Historical population
| Census | Pop. | Note | %± |
| 1910 | 581 |  | — |
| 1920 | 725 |  | 24.8% |
| 1930 | 788 |  | 8.7% |
| 1940 | 1,053 |  | 33.6% |
| 1950 | 1,286 |  | 22.1% |
| 1960 | 1,382 |  | 7.5% |
| 1970 | 1,747 |  | 26.4% |
| 1980 | 2,375 |  | 35.9% |
| 1990 | 2,612 |  | 10.0% |
| 2000 | 2,614 |  | 0.1% |
| 2010 | 2,483 |  | −5.0% |
U.S. Decennial Census 1900 (N/A) 1910-1930 1930-1950 1960 1980-2000 2010

==Sectors==
Barrios (which are, in contemporary times, roughly comparable to minor civil divisions) in turn are further subdivided into smaller local populated place areas/units called sectores (sectors in English).

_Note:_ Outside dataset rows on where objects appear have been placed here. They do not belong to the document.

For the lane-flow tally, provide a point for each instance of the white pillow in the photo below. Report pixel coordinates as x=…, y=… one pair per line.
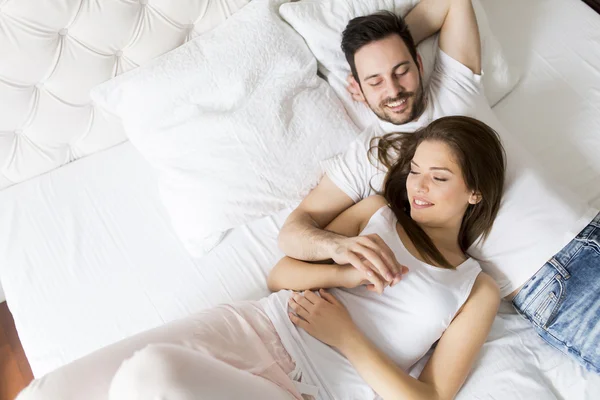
x=236, y=122
x=321, y=23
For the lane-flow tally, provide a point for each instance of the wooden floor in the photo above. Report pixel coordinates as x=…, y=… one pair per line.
x=15, y=372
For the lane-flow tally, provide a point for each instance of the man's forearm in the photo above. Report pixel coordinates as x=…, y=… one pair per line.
x=380, y=372
x=303, y=239
x=427, y=18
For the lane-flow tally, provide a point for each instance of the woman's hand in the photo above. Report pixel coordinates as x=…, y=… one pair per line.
x=324, y=318
x=350, y=277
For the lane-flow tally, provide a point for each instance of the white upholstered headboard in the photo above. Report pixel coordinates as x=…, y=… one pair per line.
x=52, y=52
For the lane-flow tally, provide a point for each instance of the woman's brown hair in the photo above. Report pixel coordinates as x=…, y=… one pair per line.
x=477, y=150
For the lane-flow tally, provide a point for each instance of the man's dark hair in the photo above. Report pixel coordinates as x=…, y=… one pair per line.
x=361, y=31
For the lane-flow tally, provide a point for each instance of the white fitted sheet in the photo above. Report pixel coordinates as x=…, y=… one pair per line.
x=87, y=255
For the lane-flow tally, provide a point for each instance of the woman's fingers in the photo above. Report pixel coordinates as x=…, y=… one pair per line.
x=329, y=297
x=298, y=309
x=298, y=321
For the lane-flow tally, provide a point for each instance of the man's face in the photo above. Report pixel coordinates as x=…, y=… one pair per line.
x=390, y=80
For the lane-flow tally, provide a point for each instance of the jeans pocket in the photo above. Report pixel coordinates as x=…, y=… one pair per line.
x=549, y=302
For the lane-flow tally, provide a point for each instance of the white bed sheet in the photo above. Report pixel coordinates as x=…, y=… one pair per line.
x=87, y=255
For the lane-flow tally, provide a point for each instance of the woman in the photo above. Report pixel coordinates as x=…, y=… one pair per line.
x=359, y=338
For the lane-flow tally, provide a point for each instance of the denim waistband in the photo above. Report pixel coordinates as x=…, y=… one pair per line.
x=556, y=265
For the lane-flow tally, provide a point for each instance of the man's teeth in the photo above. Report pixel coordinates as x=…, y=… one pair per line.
x=396, y=103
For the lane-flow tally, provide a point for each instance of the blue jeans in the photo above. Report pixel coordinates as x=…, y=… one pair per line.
x=562, y=300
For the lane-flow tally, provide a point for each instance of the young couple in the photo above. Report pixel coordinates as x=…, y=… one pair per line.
x=440, y=179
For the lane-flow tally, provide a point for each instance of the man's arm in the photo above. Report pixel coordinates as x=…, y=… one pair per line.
x=304, y=235
x=293, y=274
x=457, y=24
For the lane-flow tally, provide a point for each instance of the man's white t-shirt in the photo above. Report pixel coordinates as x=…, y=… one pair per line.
x=537, y=218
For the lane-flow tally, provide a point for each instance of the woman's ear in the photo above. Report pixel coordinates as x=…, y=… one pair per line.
x=475, y=198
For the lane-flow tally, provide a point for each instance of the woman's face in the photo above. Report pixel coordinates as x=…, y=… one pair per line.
x=435, y=186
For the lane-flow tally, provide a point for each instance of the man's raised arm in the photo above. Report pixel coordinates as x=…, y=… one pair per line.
x=303, y=236
x=457, y=24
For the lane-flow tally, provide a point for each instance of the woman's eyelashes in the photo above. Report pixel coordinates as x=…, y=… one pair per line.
x=435, y=178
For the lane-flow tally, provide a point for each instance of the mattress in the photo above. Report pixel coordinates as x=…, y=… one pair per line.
x=88, y=257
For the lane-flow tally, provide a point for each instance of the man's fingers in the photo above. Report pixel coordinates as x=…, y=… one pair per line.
x=303, y=301
x=378, y=282
x=375, y=243
x=375, y=260
x=329, y=297
x=357, y=263
x=311, y=296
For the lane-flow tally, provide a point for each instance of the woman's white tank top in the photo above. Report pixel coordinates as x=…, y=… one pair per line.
x=404, y=322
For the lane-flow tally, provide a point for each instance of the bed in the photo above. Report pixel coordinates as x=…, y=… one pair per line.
x=88, y=256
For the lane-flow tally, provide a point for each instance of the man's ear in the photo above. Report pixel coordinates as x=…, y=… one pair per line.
x=475, y=198
x=355, y=89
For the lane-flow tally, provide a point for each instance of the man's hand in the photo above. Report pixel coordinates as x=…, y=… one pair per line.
x=350, y=277
x=354, y=89
x=371, y=255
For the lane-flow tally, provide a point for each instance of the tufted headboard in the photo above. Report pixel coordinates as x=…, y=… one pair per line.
x=52, y=52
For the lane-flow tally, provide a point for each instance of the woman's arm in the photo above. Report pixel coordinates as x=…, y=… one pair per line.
x=327, y=320
x=293, y=274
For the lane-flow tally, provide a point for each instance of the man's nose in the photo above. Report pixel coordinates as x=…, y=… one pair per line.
x=393, y=87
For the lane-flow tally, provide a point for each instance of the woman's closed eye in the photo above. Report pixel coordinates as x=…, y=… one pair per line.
x=402, y=72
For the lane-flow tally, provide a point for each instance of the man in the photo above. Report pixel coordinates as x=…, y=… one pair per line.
x=534, y=225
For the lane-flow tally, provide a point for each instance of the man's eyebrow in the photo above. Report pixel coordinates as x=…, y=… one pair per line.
x=393, y=69
x=441, y=169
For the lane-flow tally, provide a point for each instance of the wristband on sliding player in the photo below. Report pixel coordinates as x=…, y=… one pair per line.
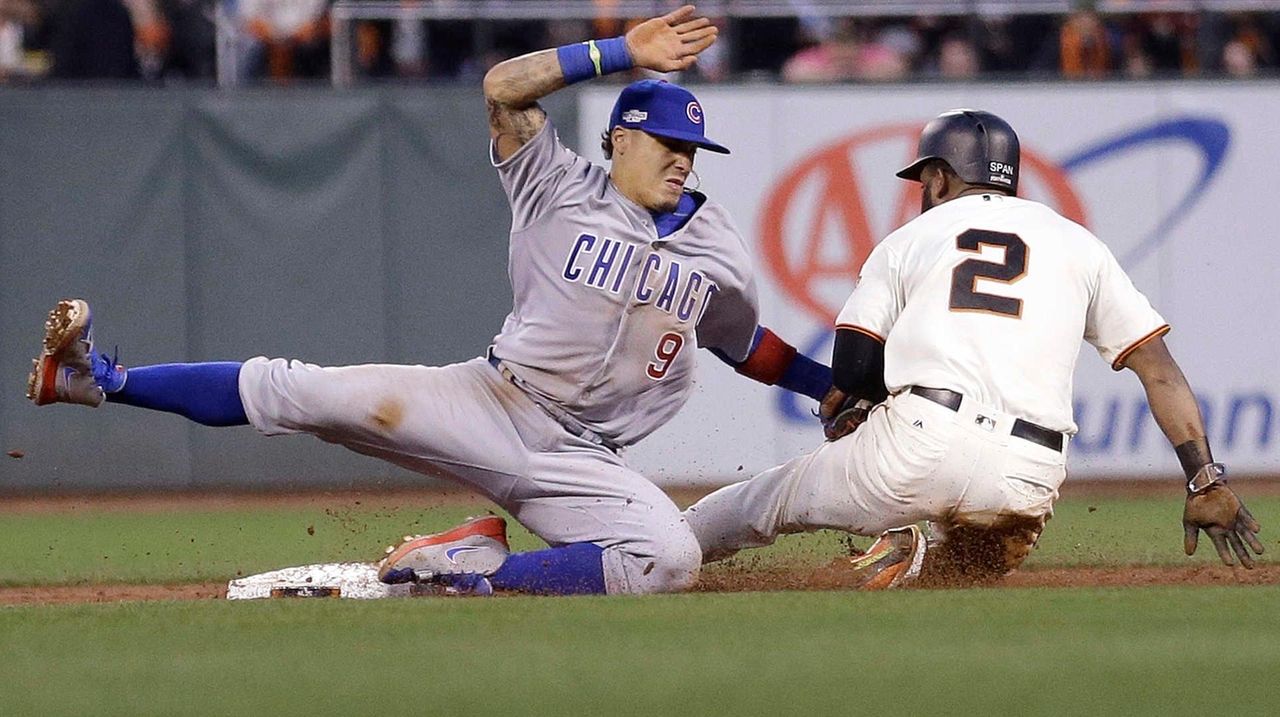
x=594, y=58
x=1207, y=475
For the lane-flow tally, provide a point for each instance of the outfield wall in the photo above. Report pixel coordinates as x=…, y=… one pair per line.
x=336, y=227
x=366, y=225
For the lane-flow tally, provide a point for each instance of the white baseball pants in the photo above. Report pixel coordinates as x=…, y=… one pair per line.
x=467, y=424
x=913, y=460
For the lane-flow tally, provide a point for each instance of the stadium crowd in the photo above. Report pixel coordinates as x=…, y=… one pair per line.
x=283, y=41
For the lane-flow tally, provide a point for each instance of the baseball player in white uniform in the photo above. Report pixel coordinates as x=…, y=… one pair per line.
x=954, y=356
x=617, y=274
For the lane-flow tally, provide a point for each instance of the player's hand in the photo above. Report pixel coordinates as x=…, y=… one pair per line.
x=841, y=414
x=1220, y=514
x=670, y=42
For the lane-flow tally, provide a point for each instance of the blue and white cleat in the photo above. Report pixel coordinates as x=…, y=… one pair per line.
x=63, y=373
x=452, y=560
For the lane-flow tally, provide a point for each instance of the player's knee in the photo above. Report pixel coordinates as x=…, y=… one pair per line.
x=675, y=565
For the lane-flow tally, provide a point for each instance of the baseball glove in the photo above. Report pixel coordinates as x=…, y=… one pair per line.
x=841, y=414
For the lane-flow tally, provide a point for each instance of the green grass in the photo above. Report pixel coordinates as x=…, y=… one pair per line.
x=88, y=546
x=1048, y=652
x=1156, y=651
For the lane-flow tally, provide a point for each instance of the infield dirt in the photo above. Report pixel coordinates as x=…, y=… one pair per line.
x=735, y=575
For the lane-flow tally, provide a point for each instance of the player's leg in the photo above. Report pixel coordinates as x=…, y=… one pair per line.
x=1001, y=515
x=71, y=370
x=609, y=530
x=892, y=471
x=584, y=494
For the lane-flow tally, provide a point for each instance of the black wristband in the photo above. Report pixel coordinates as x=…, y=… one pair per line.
x=1193, y=456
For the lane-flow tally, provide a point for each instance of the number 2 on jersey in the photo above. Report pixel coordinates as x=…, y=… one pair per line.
x=964, y=296
x=668, y=347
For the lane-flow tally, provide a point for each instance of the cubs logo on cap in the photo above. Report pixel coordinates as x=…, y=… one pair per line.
x=663, y=109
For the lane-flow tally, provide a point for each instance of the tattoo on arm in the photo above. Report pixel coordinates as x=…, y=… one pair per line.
x=512, y=90
x=1193, y=455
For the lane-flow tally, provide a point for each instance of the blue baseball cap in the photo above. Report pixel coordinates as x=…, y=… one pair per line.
x=667, y=110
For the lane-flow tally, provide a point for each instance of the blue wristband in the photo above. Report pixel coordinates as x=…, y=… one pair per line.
x=807, y=377
x=613, y=55
x=584, y=60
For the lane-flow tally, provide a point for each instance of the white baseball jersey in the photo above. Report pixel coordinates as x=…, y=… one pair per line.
x=606, y=313
x=990, y=296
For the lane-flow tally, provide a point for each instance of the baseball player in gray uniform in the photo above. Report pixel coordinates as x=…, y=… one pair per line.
x=617, y=274
x=963, y=333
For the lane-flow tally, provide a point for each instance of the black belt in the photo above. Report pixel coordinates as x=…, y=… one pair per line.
x=1025, y=430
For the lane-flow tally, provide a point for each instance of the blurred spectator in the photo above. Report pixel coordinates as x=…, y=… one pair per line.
x=288, y=39
x=1084, y=46
x=848, y=54
x=958, y=59
x=828, y=60
x=192, y=37
x=150, y=36
x=94, y=40
x=16, y=17
x=1238, y=59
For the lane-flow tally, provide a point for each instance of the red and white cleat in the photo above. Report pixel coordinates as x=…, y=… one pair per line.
x=479, y=547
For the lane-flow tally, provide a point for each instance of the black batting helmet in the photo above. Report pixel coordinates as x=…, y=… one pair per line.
x=979, y=147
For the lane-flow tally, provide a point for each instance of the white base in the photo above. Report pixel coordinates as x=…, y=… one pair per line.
x=357, y=580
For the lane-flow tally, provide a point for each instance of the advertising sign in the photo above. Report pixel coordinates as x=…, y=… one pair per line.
x=1171, y=177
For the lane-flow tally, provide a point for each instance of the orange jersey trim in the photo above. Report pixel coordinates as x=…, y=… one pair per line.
x=862, y=330
x=1119, y=362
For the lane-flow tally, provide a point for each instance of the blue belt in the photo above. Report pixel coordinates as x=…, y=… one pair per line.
x=557, y=414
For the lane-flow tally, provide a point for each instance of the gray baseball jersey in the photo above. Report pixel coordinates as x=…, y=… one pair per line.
x=604, y=310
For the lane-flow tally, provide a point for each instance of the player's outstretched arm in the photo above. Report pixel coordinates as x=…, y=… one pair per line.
x=1211, y=506
x=664, y=44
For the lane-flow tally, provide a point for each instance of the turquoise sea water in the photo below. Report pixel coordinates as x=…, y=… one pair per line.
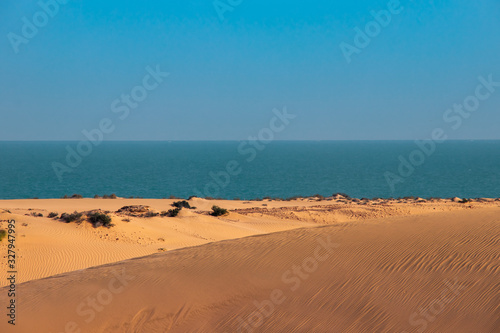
x=281, y=169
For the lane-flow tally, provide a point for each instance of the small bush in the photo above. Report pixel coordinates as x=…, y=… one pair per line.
x=74, y=217
x=150, y=214
x=3, y=234
x=217, y=211
x=99, y=219
x=182, y=204
x=172, y=212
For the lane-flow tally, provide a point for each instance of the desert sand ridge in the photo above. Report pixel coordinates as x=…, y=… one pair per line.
x=378, y=277
x=387, y=266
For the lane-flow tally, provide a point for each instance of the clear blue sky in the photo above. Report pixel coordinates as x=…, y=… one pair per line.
x=227, y=76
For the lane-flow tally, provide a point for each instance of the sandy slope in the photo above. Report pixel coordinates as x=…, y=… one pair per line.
x=46, y=247
x=434, y=272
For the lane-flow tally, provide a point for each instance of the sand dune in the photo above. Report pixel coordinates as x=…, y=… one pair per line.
x=432, y=272
x=47, y=247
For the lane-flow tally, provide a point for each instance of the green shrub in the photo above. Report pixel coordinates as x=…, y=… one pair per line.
x=217, y=211
x=3, y=234
x=182, y=204
x=98, y=219
x=74, y=217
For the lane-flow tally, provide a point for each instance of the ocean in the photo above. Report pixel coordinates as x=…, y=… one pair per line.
x=467, y=169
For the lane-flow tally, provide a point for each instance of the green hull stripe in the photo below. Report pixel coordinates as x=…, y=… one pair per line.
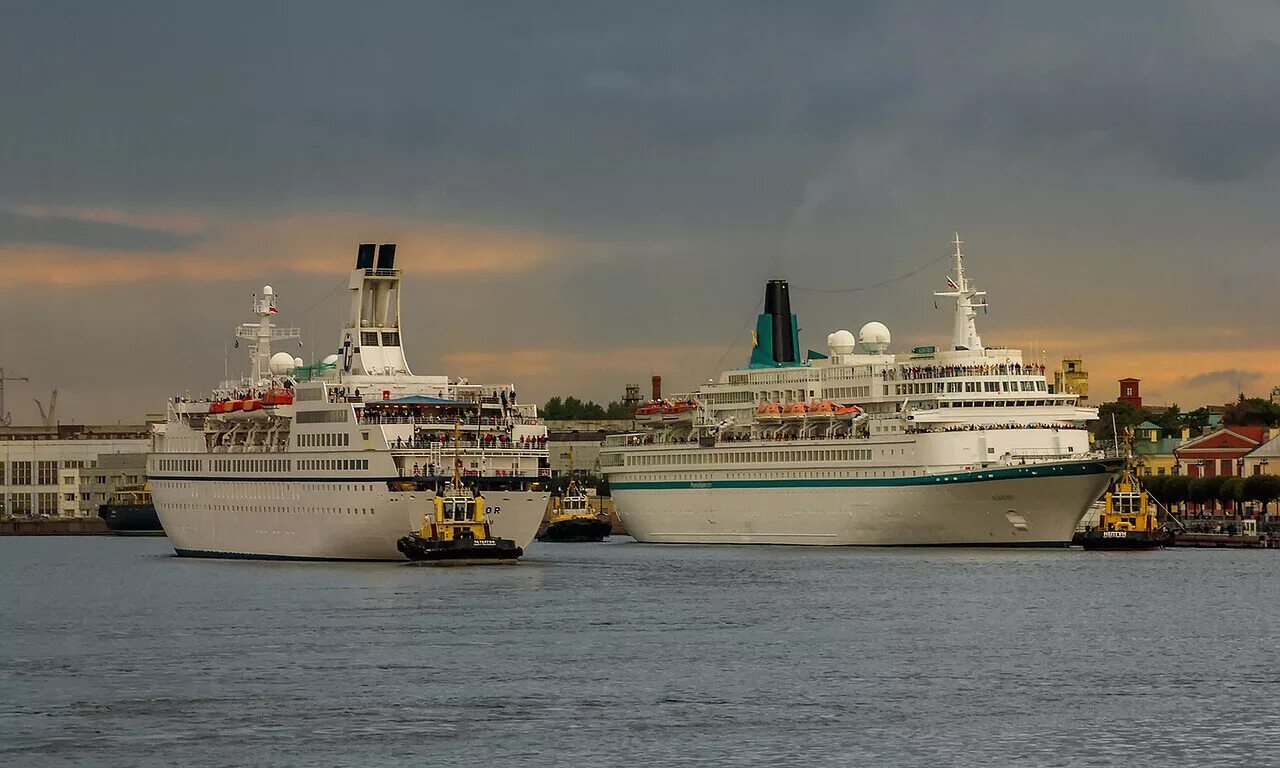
x=1061, y=470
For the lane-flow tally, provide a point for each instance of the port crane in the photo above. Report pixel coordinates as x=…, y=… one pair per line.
x=4, y=415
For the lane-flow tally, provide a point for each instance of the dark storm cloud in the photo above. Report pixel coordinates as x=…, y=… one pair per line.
x=1091, y=152
x=87, y=233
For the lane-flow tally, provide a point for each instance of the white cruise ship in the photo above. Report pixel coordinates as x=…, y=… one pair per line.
x=963, y=446
x=341, y=458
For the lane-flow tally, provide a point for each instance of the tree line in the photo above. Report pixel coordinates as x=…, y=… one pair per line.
x=574, y=408
x=1246, y=411
x=1220, y=489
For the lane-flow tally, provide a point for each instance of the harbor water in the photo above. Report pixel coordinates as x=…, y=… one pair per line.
x=625, y=654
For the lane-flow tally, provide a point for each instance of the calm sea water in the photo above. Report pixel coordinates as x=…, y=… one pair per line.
x=117, y=653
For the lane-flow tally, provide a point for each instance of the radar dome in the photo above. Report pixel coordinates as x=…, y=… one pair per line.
x=282, y=362
x=874, y=338
x=841, y=342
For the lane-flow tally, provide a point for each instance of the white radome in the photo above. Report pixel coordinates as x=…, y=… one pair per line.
x=874, y=338
x=841, y=342
x=282, y=364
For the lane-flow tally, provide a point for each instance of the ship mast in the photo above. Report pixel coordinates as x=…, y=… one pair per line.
x=964, y=334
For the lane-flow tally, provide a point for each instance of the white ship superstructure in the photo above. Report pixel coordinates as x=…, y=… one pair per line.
x=341, y=458
x=958, y=446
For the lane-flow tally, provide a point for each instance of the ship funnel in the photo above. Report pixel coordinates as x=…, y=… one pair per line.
x=777, y=336
x=387, y=256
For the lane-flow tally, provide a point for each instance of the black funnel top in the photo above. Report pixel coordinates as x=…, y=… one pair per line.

The types of sectores may vary, from normally sector to urbanización to reparto to barriada to residencial, among others.

The following sectors are in Mal Paso barrio:

Apartamentos Piedras Blancas,
Parcelas Cornelias,
Parcelas Las Minas,
Sector Avilés,
Sector Bucaré,
Sector Cáceres,
Sector César Ruíz,
Sector Chevo Sánchez,
Sector El Criollito,
Sector Los Bimbas,
Sector Militar,
Sector Rosa,
Sector Sabana,
Sector Sony Hill,
Sector Tatín Varela,
Sector Vadi,
Sector Villarrubia, and
Urbanización Colinas Vista Azul.

In Mal Paso barrio is part of the Luyando community.